Carol Ann Duthie

Personal information
- Full name: Carol-Ann Duthie-MacDonald
- Born: February 18, 1937 Toronto, Ontario
- Died: August 14, 2001 (aged 64) Toronto, Ontario

Medal record
Water Skiing
Representing Canada
Water Ski World Championships
| Bronze medal – third place | 1951 Cypress Gardens | Junior's Slalom |

= Carol Ann Duthie =

Canadian water skier

Carol Ann MacDonald née Duthie (18 February 1937 — 14 August 2001) was a Canadian water skier. She won multiple medals in water skiing including a bronze medal at the 1951 Water Ski World Championships. Duthie was posthumously awarded the Order of Sport, marking her induction into Canada's Sports Hall of Fame in 2015.

==Early life==
Duthie was born on 18 February 1937 in Toronto, Ontario. She completed her high school education at Etobicoke Collegiate Institute and graduated from the University of Toronto with a physical education degree.

==Career==
Duthie began water skiing as a teenager. As a junior competitor, she won gold at the 1950 Canadian Water Ski Championships and bronze at the 1951 Water Ski World Championships. The following year, she won multiple competitions at the 1952 Mexican Championships.
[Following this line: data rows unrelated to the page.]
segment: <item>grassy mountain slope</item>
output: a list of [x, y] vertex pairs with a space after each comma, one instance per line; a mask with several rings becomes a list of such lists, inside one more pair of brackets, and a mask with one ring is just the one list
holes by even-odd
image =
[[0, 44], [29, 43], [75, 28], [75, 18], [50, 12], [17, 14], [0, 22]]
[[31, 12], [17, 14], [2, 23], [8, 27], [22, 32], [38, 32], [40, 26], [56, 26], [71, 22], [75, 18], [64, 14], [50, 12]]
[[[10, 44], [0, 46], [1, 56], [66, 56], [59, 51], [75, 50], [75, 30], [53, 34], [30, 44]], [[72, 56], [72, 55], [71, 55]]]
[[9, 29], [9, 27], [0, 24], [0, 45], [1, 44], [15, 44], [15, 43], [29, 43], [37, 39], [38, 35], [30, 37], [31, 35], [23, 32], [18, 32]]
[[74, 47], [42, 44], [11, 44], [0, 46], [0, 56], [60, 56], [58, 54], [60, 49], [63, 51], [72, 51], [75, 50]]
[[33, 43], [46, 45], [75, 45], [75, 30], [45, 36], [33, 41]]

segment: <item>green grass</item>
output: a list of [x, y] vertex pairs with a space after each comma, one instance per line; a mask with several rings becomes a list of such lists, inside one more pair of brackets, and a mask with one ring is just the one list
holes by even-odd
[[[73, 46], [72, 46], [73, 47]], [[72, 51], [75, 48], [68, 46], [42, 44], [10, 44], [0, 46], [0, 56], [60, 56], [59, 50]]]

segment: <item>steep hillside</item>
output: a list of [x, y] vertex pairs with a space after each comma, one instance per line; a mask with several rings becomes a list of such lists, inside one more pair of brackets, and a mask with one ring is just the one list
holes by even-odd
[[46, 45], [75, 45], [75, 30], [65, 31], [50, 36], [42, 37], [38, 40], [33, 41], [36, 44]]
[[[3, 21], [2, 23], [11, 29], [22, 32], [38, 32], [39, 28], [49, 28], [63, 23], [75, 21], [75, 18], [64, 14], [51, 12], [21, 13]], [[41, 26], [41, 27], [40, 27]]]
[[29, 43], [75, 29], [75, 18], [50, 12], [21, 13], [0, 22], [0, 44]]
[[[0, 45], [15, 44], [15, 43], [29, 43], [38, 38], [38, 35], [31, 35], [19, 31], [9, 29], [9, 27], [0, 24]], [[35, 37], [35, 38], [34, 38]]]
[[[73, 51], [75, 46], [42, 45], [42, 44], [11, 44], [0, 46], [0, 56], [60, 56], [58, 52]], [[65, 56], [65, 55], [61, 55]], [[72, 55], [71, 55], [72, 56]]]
In 1953, she placed in first in various championships including the World Junior Water Skiing Championships. She was a member of the international water ski team of Canada for six years. Other medals that Duthie won at were from the Ontario Water Ski Championship and Eastern Canada Water Ski Championship throughout the 1950s. Apart from her water skiing career, Duthie was a teacher and a National Ballet of Canada director.

==Awards and honors==
In 1956, Duthie and her father George Duthie were inducted into the Canadian Amateur Sports Hall of Fame while she was separately inducted into the Canadian Olympic Hall of Fame. In 1998, Duthie was inducted into the Etobicoke Sports Hall Of Fame. After her death, she was posthumously named into the Canada's Sports Hall of Fame in 2015.

==Death==
Duthie died on 14 August 2001 in Toronto.

==Personal life==
Duthie was married and had three children.